Shinta Mani Foundation, the community arm of the Shinta Mani hotel group, works with the non-profit Wildlife Alliance (WA) and the Cambodian government to conserve the surrounding national parks, which spreads over four million hectares. I went along with the WA rangers on one of their patrols, where we cut through dense undergrowth in search of signs of illegal poaching and logging. I was drenched in perspiration and exhausted after two hours, and could not imagine how these rangers do these daily for 10 hours. They go out in groups of six or seven, braving danger as they face hostile poachers and locals who see this as a threat to their livelihood. Civet cats, for instance, can command up to a lucrative US$100 per live one caught. But there have been rewards. Many of the villagers who used to cut down trees and trap animals for a living are now working at Wild.
Munny, Wild’s head naturalist, whose main job is to learn more about animal and plant species in this area, shared footage from his camera traps on an elusive dhole, a wild dog native to central, south and Southeast Asia that he has been tracking. He says, “We have also found endangered species such as the gibbon, green peacock and hornbills, and even new species of orchids. This place is a good hot spot for conservation.” With the resort staking its claim on the land and taking responsibility for nature here, the chances of survival for these endangered species are much higher.
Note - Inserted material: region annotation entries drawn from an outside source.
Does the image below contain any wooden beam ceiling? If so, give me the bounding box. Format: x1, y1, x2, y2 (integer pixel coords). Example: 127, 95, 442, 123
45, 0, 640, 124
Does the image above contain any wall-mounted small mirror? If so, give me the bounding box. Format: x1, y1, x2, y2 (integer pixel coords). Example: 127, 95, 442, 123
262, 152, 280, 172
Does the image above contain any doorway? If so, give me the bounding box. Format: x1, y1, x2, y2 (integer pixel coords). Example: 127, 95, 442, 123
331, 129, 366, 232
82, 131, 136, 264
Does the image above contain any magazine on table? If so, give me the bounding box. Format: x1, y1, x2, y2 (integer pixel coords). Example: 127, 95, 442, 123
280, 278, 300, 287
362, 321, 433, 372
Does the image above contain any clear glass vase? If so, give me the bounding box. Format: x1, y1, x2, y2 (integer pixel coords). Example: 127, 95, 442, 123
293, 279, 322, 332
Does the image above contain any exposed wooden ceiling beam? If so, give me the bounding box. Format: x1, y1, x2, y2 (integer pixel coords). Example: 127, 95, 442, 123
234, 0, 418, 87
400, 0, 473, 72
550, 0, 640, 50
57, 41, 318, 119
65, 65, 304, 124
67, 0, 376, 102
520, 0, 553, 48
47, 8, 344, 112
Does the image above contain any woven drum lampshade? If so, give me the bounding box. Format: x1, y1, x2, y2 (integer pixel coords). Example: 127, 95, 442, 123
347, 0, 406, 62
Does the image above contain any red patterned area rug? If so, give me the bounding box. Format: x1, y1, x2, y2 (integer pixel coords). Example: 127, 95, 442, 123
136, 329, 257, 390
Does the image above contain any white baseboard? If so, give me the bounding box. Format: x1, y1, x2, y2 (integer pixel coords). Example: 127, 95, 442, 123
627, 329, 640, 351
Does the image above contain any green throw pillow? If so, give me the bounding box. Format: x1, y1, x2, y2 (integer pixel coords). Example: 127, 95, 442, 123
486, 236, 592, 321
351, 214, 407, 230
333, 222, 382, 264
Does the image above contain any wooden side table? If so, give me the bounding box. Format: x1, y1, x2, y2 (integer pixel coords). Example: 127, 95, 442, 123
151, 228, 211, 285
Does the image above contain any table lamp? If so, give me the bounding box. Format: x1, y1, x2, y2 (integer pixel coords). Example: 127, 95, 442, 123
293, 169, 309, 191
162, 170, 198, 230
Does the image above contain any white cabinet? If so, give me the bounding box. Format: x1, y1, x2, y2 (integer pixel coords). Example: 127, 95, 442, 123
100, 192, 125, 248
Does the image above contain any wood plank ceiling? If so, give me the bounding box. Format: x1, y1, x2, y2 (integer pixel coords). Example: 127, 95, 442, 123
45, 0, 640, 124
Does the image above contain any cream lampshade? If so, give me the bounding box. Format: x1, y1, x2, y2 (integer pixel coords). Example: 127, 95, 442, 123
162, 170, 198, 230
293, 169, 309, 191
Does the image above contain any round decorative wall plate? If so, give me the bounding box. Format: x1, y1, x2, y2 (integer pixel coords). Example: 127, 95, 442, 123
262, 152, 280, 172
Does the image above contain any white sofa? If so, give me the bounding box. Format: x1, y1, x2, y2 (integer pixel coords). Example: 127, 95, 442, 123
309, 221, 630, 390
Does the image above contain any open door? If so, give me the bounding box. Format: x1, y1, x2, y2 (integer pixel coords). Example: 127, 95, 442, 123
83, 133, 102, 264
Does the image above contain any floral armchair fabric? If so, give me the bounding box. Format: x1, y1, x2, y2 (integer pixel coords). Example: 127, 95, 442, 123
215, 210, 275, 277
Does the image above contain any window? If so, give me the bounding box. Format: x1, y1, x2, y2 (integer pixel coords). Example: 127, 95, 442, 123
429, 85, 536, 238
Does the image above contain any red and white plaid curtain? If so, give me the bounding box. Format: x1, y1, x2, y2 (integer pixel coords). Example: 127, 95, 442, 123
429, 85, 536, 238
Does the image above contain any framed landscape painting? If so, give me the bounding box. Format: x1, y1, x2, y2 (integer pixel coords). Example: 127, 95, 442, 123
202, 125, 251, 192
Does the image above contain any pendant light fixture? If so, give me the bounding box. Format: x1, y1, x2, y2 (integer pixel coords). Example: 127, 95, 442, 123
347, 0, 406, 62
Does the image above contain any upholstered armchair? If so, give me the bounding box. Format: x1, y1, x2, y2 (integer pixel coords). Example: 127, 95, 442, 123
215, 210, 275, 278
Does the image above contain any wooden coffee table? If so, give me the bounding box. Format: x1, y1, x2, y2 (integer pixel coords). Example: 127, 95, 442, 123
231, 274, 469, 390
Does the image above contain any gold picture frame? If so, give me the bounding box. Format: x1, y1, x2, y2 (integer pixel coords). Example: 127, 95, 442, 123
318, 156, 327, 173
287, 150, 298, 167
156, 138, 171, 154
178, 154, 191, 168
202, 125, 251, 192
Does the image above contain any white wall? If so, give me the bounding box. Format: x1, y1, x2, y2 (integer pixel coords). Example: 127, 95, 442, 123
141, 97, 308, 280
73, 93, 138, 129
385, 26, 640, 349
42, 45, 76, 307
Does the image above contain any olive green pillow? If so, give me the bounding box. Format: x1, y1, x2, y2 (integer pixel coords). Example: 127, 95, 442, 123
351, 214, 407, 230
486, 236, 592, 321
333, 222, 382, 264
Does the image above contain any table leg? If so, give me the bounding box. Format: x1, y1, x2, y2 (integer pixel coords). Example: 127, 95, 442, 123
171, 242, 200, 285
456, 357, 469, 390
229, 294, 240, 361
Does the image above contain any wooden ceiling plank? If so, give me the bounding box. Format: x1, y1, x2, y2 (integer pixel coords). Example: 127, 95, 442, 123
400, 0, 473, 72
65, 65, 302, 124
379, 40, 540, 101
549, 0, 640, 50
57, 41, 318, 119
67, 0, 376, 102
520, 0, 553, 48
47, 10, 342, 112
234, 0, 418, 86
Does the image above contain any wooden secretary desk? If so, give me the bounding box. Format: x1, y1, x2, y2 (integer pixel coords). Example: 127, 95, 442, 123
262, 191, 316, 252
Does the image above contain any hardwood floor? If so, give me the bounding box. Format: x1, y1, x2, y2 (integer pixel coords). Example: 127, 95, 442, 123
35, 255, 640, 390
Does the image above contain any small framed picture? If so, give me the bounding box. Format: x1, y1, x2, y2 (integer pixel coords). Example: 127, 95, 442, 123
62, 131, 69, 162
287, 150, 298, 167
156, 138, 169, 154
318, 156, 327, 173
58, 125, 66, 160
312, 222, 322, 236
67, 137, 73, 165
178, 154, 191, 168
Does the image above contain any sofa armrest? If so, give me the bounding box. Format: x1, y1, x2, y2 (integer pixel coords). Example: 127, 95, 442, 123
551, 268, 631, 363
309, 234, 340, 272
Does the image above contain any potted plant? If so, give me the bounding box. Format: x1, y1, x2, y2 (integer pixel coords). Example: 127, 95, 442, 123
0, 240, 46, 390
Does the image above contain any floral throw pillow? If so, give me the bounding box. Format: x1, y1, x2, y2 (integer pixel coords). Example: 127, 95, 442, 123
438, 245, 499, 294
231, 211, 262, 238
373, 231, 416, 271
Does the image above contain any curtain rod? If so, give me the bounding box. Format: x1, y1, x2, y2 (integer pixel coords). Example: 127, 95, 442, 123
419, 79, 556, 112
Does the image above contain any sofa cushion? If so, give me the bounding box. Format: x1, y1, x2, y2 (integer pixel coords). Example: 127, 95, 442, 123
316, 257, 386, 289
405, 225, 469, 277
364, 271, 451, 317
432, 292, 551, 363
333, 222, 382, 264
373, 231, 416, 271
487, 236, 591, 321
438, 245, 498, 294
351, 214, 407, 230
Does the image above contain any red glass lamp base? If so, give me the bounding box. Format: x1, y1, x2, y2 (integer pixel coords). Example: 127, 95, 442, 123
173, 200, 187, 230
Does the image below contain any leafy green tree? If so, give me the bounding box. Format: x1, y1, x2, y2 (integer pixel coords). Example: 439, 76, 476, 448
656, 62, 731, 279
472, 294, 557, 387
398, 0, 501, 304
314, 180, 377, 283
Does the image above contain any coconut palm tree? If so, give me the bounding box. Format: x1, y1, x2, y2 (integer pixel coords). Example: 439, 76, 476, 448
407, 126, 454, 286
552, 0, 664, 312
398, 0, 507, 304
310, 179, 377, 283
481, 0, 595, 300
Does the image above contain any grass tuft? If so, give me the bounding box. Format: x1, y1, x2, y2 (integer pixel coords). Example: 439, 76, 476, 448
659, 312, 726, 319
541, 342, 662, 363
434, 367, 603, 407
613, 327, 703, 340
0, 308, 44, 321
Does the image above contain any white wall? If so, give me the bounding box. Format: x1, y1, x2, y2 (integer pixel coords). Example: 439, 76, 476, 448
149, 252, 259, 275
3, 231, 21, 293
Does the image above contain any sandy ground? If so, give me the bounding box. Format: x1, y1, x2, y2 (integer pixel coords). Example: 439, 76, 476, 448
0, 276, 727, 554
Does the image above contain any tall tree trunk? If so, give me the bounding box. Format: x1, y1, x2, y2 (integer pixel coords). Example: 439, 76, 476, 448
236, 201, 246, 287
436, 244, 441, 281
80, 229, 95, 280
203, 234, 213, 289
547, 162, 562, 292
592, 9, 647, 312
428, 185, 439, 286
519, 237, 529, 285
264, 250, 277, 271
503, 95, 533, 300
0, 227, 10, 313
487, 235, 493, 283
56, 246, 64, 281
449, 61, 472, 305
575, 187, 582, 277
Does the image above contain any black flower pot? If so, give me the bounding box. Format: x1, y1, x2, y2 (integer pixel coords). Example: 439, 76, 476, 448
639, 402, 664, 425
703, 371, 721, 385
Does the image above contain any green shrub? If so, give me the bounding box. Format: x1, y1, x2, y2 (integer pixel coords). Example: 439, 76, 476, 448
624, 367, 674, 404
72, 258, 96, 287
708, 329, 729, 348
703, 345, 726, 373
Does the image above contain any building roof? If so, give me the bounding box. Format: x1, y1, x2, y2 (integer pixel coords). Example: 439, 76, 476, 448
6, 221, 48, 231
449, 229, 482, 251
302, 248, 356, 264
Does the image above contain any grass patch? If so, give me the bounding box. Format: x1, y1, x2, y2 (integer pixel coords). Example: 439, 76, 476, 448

And almost like a reciprocal gesture, the fertile forests and fields yield their bounty in the form of herbs, plants, and fruits, which land on my dining plates in delicious forms: salads of foraged greens; koko soup of sweet vegetables, quail and the soft inside stem of the rattan plant; crispy red fish served with Khmer cabbage and sauces made from local fruits and herbs; elegant chocolate dessert made from cacao beans bought from the local market. Every meal was on point with equally creative cocktails inspired by the different parts of a plant from the roots to the flowers, such as the subtly aromatic Leaf Cocktail using Seekers Dry Gin, kaffir lime, basil and egg white.
I followed sous chef Ly Lous on a foraging excursion and discovered that red ants can be eaten stir-fried or in soup, and their eggs used for salad. We plucked potato leaves, cashew leaves and fruits, and green kuy fruits that turn yellow when ripe and used to make sorbets.
Recently added activities include expedition boats with sun loungers and mini bars plying the wider waterways, as well as cocktails and picnics by the waterfall where you can relax at the edge of mighty rushing waters and take a plunge into the cool waters. Sunset cruises and khao tom congee breakfasts by the rocks? I’m coming back for you soon, I promise.